The small-cap premium is “very likely dead,” and the forces that once drove it are “either gone or overwhelmed,” according to Joachim Klement, head of strategy at Panmure Liberum.
Speaking at ETF Stream’s 2025 ETF Ecosystem Unwrapped event, Klement argued that the rise of index investing “has created a self-reinforcing loop where the largest stocks get ever larger, and the small-cap premium erodes—perhaps permanently.”
The small-cap premium concerns the historical tendency for small-cap stocks to outperform large ones over time. But as ETF Stream explored last year, the phenomenon has been weak since the 1980s and particularly so in the last decade.
For Klement, the timing of its disappearance is no coincidence: It went hand-in-hand with the rise of benchmarking and index investing.
This change in approach from the investment community has created an environment whereby small-caps exhibit lower elasticity of demand than large-caps—an observation also made by Simplify Asset Management’s Mike Green in his recent interview with ETF Stream.
Essentially, benchmarked investors are forced to hold the largest stocks in size or risk too large a tracking error. “Trust me, no risk team likes that,” joked Klement.
Given their lower elasticity, every marginal dollar into the stock market forces the price of large-caps up by a relatively greater degree, creating that “self-reinforcing” cycle of size begets size, something Green argued makes the market vulnerable to a steep market crash.
As further evidence, Klement highlighted a study which showed that stocks with high “index inclusion ratios”—in other words, those which are members of many indices such, as the Magnificent Seven—substantially outperformed companies with low inclusion ratios, a phenomenon that “exploded” in the 2010s, as the below chart shows.
Chart 1: The Index Inclusion Effect, 2000-2021—Source: Behmaram (2023)
Index inclusion “creates more automatic buying—independent of valuation—pushing prices higher. It’s artificial demand,” Klement explained.
“The study even modeled a counterfactual: What if there had been no flows into index funds and ETFs over the last 25 years?
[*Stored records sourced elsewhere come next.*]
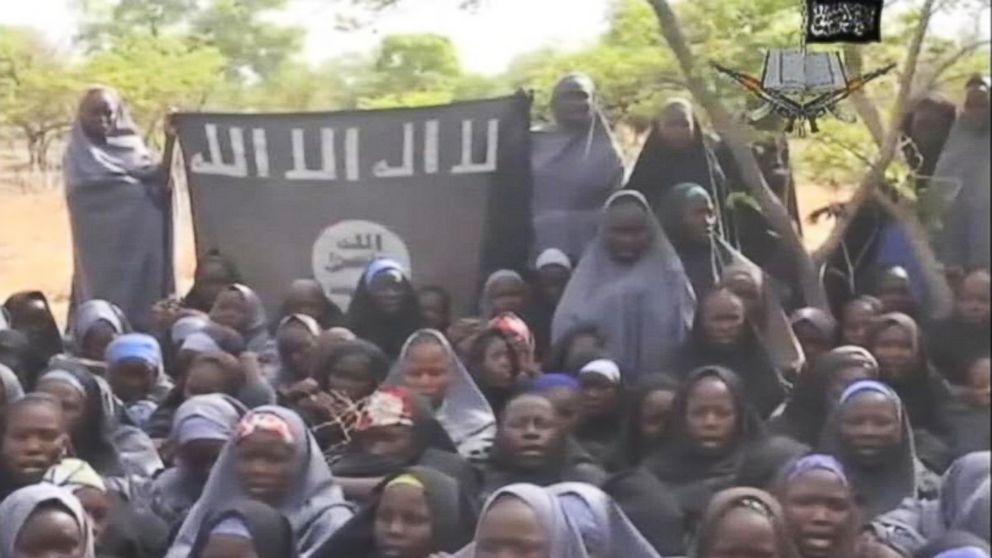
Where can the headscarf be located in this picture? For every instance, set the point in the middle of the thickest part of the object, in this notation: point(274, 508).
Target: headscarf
point(465, 414)
point(269, 530)
point(751, 499)
point(603, 527)
point(880, 488)
point(574, 171)
point(452, 512)
point(961, 182)
point(11, 385)
point(314, 505)
point(694, 474)
point(47, 342)
point(659, 168)
point(365, 320)
point(644, 310)
point(562, 540)
point(922, 390)
point(808, 407)
point(17, 508)
point(92, 312)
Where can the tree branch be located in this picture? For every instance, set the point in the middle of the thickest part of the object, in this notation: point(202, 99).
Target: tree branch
point(736, 139)
point(887, 151)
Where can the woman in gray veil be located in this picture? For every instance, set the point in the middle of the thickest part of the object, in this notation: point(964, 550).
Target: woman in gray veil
point(631, 285)
point(119, 210)
point(576, 164)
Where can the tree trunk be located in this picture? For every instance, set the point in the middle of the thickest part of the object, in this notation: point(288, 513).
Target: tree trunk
point(736, 139)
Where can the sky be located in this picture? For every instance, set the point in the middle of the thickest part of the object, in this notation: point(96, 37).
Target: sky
point(487, 38)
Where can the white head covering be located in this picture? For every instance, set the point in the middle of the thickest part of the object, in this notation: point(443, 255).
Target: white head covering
point(465, 414)
point(644, 310)
point(315, 505)
point(18, 507)
point(604, 528)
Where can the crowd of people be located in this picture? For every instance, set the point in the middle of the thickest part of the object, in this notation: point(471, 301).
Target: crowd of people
point(652, 385)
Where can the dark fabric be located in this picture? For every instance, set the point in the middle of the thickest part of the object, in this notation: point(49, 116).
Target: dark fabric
point(387, 332)
point(47, 340)
point(270, 530)
point(748, 359)
point(453, 516)
point(631, 448)
point(652, 508)
point(695, 474)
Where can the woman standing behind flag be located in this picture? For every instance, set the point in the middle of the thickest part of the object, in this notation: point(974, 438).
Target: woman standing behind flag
point(119, 210)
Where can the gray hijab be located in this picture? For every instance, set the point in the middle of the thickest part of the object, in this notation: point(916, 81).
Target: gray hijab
point(10, 384)
point(18, 507)
point(961, 181)
point(574, 171)
point(315, 505)
point(644, 310)
point(465, 413)
point(564, 541)
point(602, 526)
The outperformance of high-index-inclusion stocks disappears,” he added.
Despite the evaporation of the small-cap premium, Klement believes they still serve an important role in a diversified portfolio.
For one, they tend to outperform coming out of recessions because they are “more agile and quicker to adapt to changing conditions … this cyclical behaviour offers diversification benefits and, for active allocators, opportunities to adjust exposure over time.”